Cheol Joo Park, Se Ung Chon
Department of Anesthesiology, Catholic Medical College, Seoul, Korea.
Abstract
Cardiopulmonary dysfunction in deformity of the spine had been recognized and complicated with surgical risk. The deformity of the bony thoracic cage reduces its capacity and also impairs the action of the inspiratory muscles will increase work of breathing. Progression of the deformity, the work of breathing and arterial desaturation were further increased.
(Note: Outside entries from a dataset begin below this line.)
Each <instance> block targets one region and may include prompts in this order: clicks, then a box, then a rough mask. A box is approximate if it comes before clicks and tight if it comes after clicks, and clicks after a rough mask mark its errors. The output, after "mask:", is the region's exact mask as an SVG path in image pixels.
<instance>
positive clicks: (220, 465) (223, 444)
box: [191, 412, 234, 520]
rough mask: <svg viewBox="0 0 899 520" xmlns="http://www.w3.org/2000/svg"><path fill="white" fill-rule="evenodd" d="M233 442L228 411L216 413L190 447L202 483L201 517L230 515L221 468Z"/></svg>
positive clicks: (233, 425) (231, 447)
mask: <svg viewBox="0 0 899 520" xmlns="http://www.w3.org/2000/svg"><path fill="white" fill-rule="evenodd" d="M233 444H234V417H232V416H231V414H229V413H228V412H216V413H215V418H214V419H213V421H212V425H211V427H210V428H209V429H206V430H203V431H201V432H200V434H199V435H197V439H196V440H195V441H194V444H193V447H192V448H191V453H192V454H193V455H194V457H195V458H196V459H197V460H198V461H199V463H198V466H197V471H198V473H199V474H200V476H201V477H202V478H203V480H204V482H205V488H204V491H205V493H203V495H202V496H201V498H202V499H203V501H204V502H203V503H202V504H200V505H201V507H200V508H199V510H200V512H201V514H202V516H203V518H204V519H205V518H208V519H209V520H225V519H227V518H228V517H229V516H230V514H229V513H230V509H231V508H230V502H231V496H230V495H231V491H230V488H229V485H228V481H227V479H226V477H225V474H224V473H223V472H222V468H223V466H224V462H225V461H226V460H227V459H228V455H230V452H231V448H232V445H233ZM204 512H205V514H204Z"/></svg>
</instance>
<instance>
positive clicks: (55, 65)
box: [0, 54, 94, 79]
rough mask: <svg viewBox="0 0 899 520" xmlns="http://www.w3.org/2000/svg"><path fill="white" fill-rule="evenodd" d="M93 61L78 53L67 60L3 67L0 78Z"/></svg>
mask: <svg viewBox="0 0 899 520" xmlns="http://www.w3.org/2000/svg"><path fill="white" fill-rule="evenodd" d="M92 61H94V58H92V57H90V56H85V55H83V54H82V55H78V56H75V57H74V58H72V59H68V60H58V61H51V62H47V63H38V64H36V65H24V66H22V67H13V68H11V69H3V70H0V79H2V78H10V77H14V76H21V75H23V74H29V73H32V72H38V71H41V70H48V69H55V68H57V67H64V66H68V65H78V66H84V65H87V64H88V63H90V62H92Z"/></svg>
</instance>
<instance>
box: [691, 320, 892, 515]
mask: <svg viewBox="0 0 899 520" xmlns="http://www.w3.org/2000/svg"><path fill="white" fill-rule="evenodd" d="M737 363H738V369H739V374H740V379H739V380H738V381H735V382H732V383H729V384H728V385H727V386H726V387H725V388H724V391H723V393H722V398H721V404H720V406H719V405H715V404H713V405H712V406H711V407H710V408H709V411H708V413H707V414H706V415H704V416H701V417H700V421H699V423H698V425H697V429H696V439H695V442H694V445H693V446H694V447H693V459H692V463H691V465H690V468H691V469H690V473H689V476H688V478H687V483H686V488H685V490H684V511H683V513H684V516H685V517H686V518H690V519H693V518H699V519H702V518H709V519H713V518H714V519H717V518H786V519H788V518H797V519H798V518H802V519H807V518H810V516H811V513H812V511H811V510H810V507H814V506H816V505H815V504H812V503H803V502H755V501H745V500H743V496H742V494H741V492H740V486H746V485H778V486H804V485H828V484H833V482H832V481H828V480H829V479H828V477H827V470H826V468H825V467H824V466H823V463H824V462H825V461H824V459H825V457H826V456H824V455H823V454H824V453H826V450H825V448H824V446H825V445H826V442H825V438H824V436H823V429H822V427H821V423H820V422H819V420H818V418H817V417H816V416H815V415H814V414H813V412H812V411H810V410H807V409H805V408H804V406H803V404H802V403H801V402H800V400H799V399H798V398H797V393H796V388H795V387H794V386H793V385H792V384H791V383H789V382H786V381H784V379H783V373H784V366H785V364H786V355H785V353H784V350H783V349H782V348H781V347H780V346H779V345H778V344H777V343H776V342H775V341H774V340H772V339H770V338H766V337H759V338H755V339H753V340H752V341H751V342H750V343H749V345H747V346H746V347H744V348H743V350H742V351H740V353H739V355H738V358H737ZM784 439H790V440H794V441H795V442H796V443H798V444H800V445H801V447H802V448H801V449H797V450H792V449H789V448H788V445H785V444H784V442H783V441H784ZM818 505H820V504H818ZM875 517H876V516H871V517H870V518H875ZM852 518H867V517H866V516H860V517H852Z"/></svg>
Primary alveolar hypoventilation will produce hypoxemia and resulting in polycythemia and increased pulmonary vascular resistance, and causespulmonary hypertension and congestive heart failure. The end result is similar to the cardiopulmonary failure of primary alveolar hypoventilation and of chronic obstructive bronchitis. Two cases of severe kyphoscoliosis were anesthetised for appendectomy and caesarean section. Anesthetic management of the severe kyphoscoliosis should be focused on the cardiopulmonary dysfunction. In this respect, for the surgical patient with kyphoscoliosis, it is very important to detect the reduced cardiopulmonary function and to consider the prevention or treatment of postoperative pulmonary complication by use an antibiotics, IPPB with oxygen, tracheobronchial toilet, venesection, digitalization and diuretics.